In this post, we show you how to deploy a TensorFlow based YOLOv4 model, using Keras optimized for inference on AWS Inferentia based Amazon EC2 Inf1 instances. You will set up a benchmarking environment to evaluate throughput and precision, comparing Inf1 with comparable Amazon EC2 G4 GPU-based instances. Deploying YOLOv4 on AWS Inferentia provides the highest throughput, lowest latency with minimal latency jitter, and the lowest cost per image.
The following charts show a 2-hour run in which Inf1 provides higher throughout and lower latency. The Inf1 instances achieved up to 1.85 times higher throughput and 37% lower cost per image when compared to the most optimized Amazon EC2 G4 GPU-based instances.
In addition, the following graph records the P90 inference latency is 60% lower on Inf1, and with significant lower variance compared to the G4 instances.
When you use the AWS Neuron data type auto-casting feature, there is no measurable degradation in accuracy. The compiler automatically converts the pipeline to mixed precision with BF16 data types for increased performance. The model reaches 48.7% mean average precision—thanks to the state-of-the-art YOLOv4 model implementation.
About AWS Inferentia and AWS Neuron SDK
AWS Inferentia chips are custom built by AWS to provide high-inference performance, with the lowest cost of inference in the cloud, with seamless features such as auto-conversion of trained FP32 models to Bfloat16, and elasticity in its machine learning (ML) models’ compute architecture, which supports a wide range of model types from image recognition, object detection, natural language processing (NLP), and modern recommender models.

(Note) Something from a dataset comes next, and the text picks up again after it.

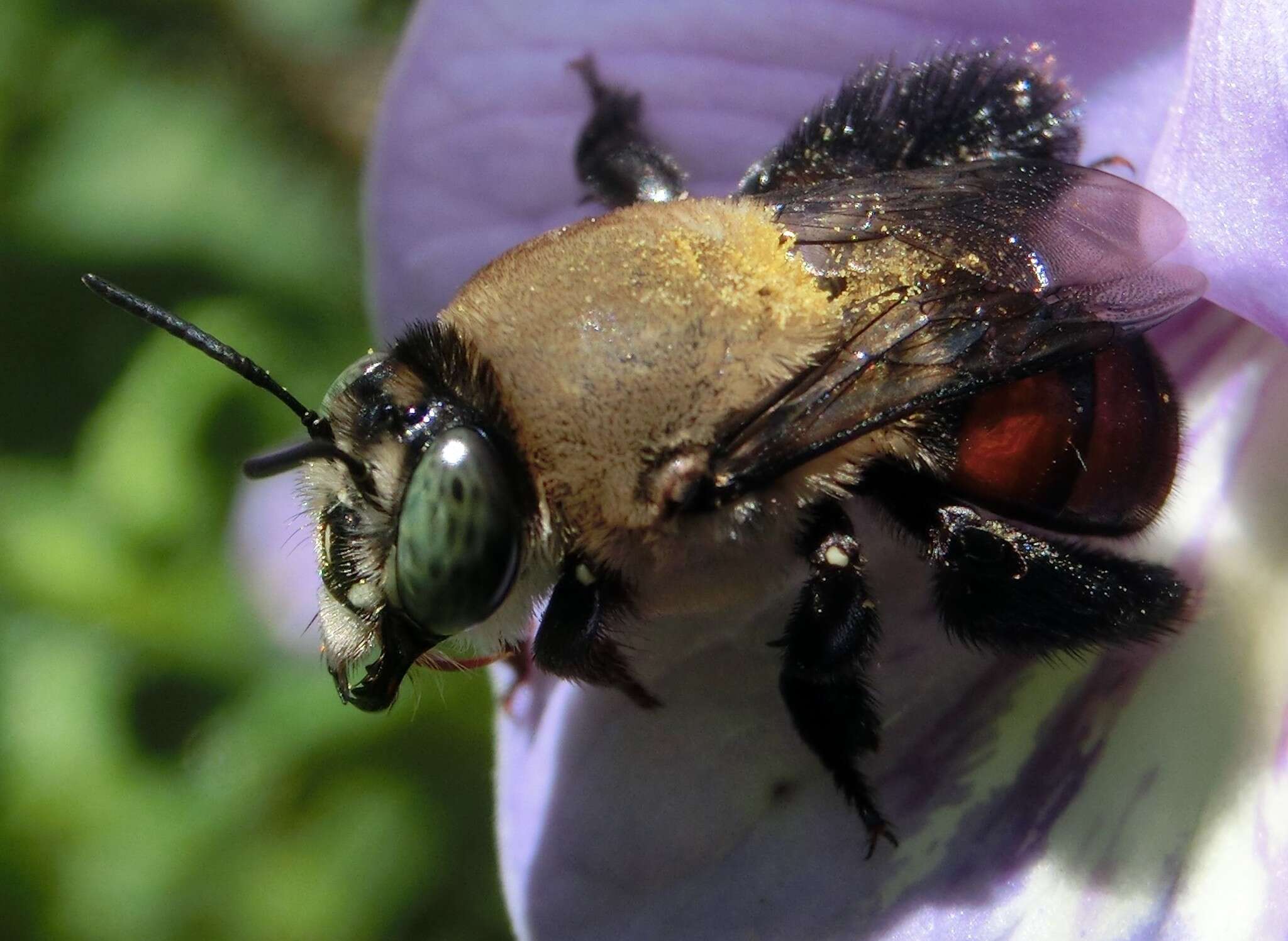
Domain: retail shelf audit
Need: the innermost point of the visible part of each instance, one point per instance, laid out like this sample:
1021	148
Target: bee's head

AWS Neuron is a software development kit (SDK) consisting of a compiler, runtime, and profiling tools that optimize the ML inference performance of the Inferentia chips. Neuron is natively integrated with popular ML frameworks such as TensorFlow and PyTorch, and comes pre-installed in the AWS Deep Learning AMIs. Therefore, deploying deep learning models on AWS Inferentia is done in the same familiar environment used in other platforms, and your applications benefit from the boost in performance and lowest cost.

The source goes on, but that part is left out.